Beware the call of the mighty Blue Falcon.
He prowls the skies searching for his next target. He is a bird of prey, but he preys not on the typical feast of field mice and smaller birds. No, this great azure raptor seeks only those to whom it is close… for you must be it’s buddy, in order to be buddy-fucked. When you feel that warm splat of milky blue shit on your shoulder, you know you’ve been hit.
The Blue Falcon comes in many forms, but usually it’s the careless friend of yours that unintentionally (or intentionally–for the true assholes) manages to screw you over in some way or another. The Blue Falcon is merely a guise for the infamous Buddy Fucker, an alternate form of being for when he is in the skies, on the prowl. In all actuality, it can be really easy to fuck your buddy over in the Marine Corps, without even realizing it. You can have the best of intention and good will, but if you find that you’ve fucked your buddy, you shouldn’t be surprised when he pulls the wings off and calls you by your true name…

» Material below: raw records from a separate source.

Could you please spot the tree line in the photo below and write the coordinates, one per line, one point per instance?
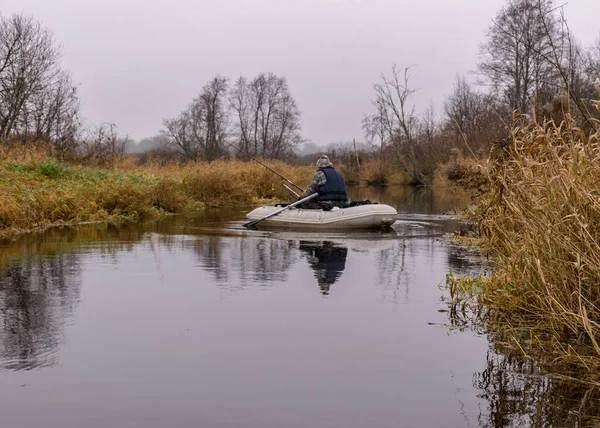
(529, 63)
(258, 116)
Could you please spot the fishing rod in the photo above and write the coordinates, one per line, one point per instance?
(270, 169)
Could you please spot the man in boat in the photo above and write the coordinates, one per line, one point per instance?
(330, 186)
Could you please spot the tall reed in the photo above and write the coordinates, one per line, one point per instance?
(541, 222)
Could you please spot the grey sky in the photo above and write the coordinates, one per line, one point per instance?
(138, 62)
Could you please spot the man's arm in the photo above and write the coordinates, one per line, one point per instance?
(318, 179)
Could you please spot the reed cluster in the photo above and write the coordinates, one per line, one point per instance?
(37, 191)
(540, 222)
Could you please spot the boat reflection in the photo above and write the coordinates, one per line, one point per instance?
(327, 259)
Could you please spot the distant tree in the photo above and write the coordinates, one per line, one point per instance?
(593, 62)
(395, 123)
(158, 141)
(268, 118)
(37, 98)
(474, 119)
(200, 131)
(515, 58)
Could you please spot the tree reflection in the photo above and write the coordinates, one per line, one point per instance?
(519, 395)
(251, 260)
(328, 261)
(36, 298)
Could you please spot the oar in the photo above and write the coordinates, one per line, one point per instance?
(291, 191)
(274, 213)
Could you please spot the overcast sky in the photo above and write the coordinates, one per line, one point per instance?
(137, 62)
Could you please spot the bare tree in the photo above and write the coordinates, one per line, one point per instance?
(474, 119)
(394, 122)
(200, 131)
(268, 118)
(103, 145)
(593, 63)
(514, 58)
(37, 97)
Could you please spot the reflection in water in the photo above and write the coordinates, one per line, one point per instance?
(251, 260)
(328, 261)
(519, 395)
(36, 298)
(41, 276)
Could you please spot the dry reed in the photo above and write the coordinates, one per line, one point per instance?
(37, 191)
(541, 222)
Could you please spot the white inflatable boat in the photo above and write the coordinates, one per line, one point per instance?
(358, 217)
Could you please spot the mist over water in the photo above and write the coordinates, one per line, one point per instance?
(194, 321)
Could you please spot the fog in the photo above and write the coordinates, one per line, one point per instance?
(137, 62)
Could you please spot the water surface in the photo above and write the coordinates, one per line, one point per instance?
(193, 321)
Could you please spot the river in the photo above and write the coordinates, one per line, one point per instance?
(193, 321)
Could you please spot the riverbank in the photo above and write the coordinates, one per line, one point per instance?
(539, 223)
(37, 191)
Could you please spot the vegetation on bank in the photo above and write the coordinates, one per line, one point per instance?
(37, 191)
(540, 223)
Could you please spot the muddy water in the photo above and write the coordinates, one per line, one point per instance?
(193, 321)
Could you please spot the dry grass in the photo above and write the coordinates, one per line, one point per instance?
(541, 222)
(37, 191)
(374, 172)
(467, 173)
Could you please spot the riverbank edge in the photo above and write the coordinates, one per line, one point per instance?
(532, 223)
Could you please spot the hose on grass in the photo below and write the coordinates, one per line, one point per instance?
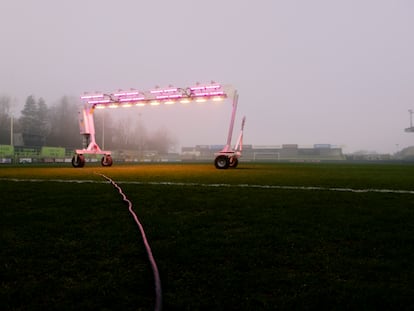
(158, 291)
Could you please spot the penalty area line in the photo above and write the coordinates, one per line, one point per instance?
(190, 184)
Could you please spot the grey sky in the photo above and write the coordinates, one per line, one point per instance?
(308, 72)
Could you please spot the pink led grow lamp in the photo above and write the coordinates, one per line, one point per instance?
(228, 157)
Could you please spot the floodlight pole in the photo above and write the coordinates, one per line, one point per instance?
(411, 128)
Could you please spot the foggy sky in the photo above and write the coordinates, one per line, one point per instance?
(337, 72)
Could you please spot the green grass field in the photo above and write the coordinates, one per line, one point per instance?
(220, 240)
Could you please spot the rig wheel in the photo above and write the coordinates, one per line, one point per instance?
(233, 162)
(106, 160)
(222, 162)
(78, 160)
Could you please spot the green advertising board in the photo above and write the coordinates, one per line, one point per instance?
(52, 152)
(6, 151)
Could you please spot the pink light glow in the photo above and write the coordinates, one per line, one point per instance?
(204, 87)
(131, 99)
(127, 93)
(164, 91)
(169, 96)
(92, 96)
(103, 101)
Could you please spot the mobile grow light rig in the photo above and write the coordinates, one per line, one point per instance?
(227, 157)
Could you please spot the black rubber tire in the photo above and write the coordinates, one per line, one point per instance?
(233, 162)
(222, 162)
(78, 160)
(106, 160)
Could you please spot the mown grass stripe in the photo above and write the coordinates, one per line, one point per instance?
(190, 184)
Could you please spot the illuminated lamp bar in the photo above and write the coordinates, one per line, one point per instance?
(204, 87)
(129, 99)
(185, 101)
(169, 96)
(163, 91)
(217, 99)
(127, 93)
(212, 87)
(103, 101)
(92, 96)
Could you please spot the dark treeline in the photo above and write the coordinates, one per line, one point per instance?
(57, 126)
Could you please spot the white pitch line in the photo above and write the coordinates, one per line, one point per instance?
(189, 184)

The Marine Corps is all about the brotherhood. I know it’s a cliche, but it’s largely true. If there’s one thing I took away from my drunken rendezvous with SgtMaj Kent this weekend, it was that human interaction is an important, yet fading part of a good Marine Corps. Too many officers, commissioned and the non, are so quick to push paperwork down your throat instead of actually talking to you, man-to-man. Email has replaced conversation, with comically long and obtuse signature lines replacing an honest, ‘thank you.’
The CO that slams you with an NJP before even trying to fix the situation with counseling is just as much the fucker of buddies as the falcon of the skies.
Don’t be the falcon, be a man. If someone is acting out, there’s always a million ways around it before anything official needs to be done, potentially ruining someone’s career.